Milan played Atalanta in the penultimate game of the season knowing that a win would put them on the brink of the Scudetto, and a 2-0 victory was watched by over 75,000 at San Siro.
It was Rafael Leao who got the opening goal of the game after he latched onto a through ball from Junior Messias and finished through the legs of Musso, then an incredible solo run from Theo Hernandez moved Milan to within a point of the title. Below is a tactical analysis of the game…
Atalanta used a dynamic 3-4-2-1 formation and had De Roon play as the RCB. There were rumours in the news about Gasperini coming up with a plan to neutralise Milan’s best attacking outlet Leao.
Atalanta usually play a very high press and use man-to-man marking all over the pitch. Muriel picked up Kalulu, Pessina picked up Kessie, Koopmeiners picked up Krunic and Freuler picked up Tonali.
Given their three-man defence it helped them have a spare man to cover the other 2 centre-backs. What Gasperini plotted was to have Hateboer mark Theo – not too aggressively but to cut of all passing lanes to Leao – while De Roon man marked Leao suffocating Milan on the left hand side.
Milan did open up that side with quick passing combinations but the spare man in their defence meant Palomino could leave his marker (Giroud) and cover Leao while Djimsiti covered Giroud.
Atalanta (surprisingly) also played a much deeper line committing at one point all 11 players to the defence to block Milan from scoring a goal while using the pace of Muriel to transition.
Knowing that Gasperini would crowd out the left flank of Milan’s attack, Pioli created a spare man with simple manoeuvre. When Milan got the ball, Kalulu would split and go wide and act as a right-back, with Theo as a left-back and Tomori a centre-back.
Kessie along with Calabria formed a make-shift double pivot in the midfield while Saelemaekers stayed wide to create width while Calabria shifted inside. Why did Pioli do this?
As explained above, Koopmeiners marked Krunic, Freuler marked Tonali, Pessina marked Kessie and so on, so Calabria shifting into midfield created a spare man. It essentially brought in a man Gasperini could not account for since he opted for having an extra man in the defence.
Freuler was occupied with marking Tonali that when Calabria occupied his zone it created the classic 2v1 resulting in many build-up opportunities. Djimsiti however could not vacate his space to come up and mark Calabria.
In terms of defending this scheme also helped Milan create a 5v3 on Atalanta whenever they countered.
Tomori’s surprise run
Having runners from deep is also an excellent way of breaking a man-marking pressing. Tomori here shows a brilliant example of it. Even though Pessina was chasing him he was well out of the game if Theo’s ball had reached Tomori on time.
Explaining the substitutions
Pioli’s plan was brilliant but Calabria was not up to the task. He botched passes and did not have the technical toolkit to play that role.
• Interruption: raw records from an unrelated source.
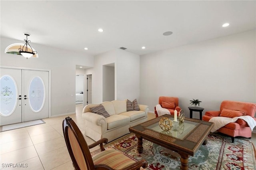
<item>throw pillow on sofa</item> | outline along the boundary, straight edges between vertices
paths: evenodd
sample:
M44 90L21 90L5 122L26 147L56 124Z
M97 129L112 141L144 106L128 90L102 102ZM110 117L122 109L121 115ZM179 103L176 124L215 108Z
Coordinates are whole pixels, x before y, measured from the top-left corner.
M139 106L139 105L138 104L137 99L135 99L133 101L132 101L132 102L127 99L126 103L126 111L127 111L139 110L140 110L140 107Z
M127 99L126 102L126 111L128 112L132 111L133 111L133 106L132 105L132 102Z
M101 104L95 107L90 108L90 109L92 112L103 116L105 117L108 117L110 116L106 111L104 106Z
M220 116L233 118L235 117L245 115L244 113L242 111L223 109L220 113Z
M136 99L135 99L133 101L132 101L132 105L133 106L134 111L140 110L140 107L139 106L139 105L138 104Z
M161 103L161 106L163 108L175 109L175 102L169 101L162 101Z

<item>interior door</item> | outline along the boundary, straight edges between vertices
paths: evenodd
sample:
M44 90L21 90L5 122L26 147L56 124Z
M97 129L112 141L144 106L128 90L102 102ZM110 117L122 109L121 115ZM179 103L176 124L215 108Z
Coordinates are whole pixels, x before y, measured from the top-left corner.
M49 72L24 70L22 121L49 116Z
M87 104L92 104L92 75L87 75Z
M22 122L22 71L0 68L0 125Z

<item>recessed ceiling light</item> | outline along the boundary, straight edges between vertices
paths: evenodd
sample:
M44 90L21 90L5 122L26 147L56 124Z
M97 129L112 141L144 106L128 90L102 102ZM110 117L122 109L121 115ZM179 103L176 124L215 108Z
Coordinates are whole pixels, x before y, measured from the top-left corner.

So Pioli had to shift gears. He brought in Messias and reverted Calabria to his previous right-back position while Rebic was brought in for Giroud, who had a very bad game.
Messias was more gifted than Saelemaekers and had an eye for a pass while he also had the work rate to cover for the doubling down of Zappacosta and Zapata on Calabria.
The second half saw Atalanta pushing higher and change to a 3-4-1-2 with Pessina as a trequartista and Malinovskyi and Zapata as forwards. This gave Milan more space behind Atalanta’s defence.
Counter-attacks are extremely difficult to defend because they give no time to organise and De Roon failed to spot the run of Leao behind the back line when Messias lobbed the ball over the top.
Realising the need to change the game, Gasperini brought on Boga. Boga was able to find space between Krunic and Theo Hernandez and using his dribbling ability he was going 1v1 on Tomori many times. It forced Krunic into two tired sliding tackles, one of them resulting in Theo’s solo goal, the other was an inch-perfect tackle.
So Pioli needed more defensive cover and he only had Bakayoko as a midfield option so he brought on the Frenchman to man mark Boga and keep the play ticking with simple passes.
Transitions are extremely important part of both teams tactics and here is the % of danger each team had with their counters.
As explained above Atalanta played a deep defensive line in the first half but came out of their shell in the second. Both the heatmap and the average defensive line confirm this.
Pioli had a perfect counter-tactic to Gasperini’s carefully prepared plan. His tactical astuteness should be praised, as should his remarkable growth as a head coach since joining the Rossoneri. He has learned, adapted and proposed solutions for every difficult situation.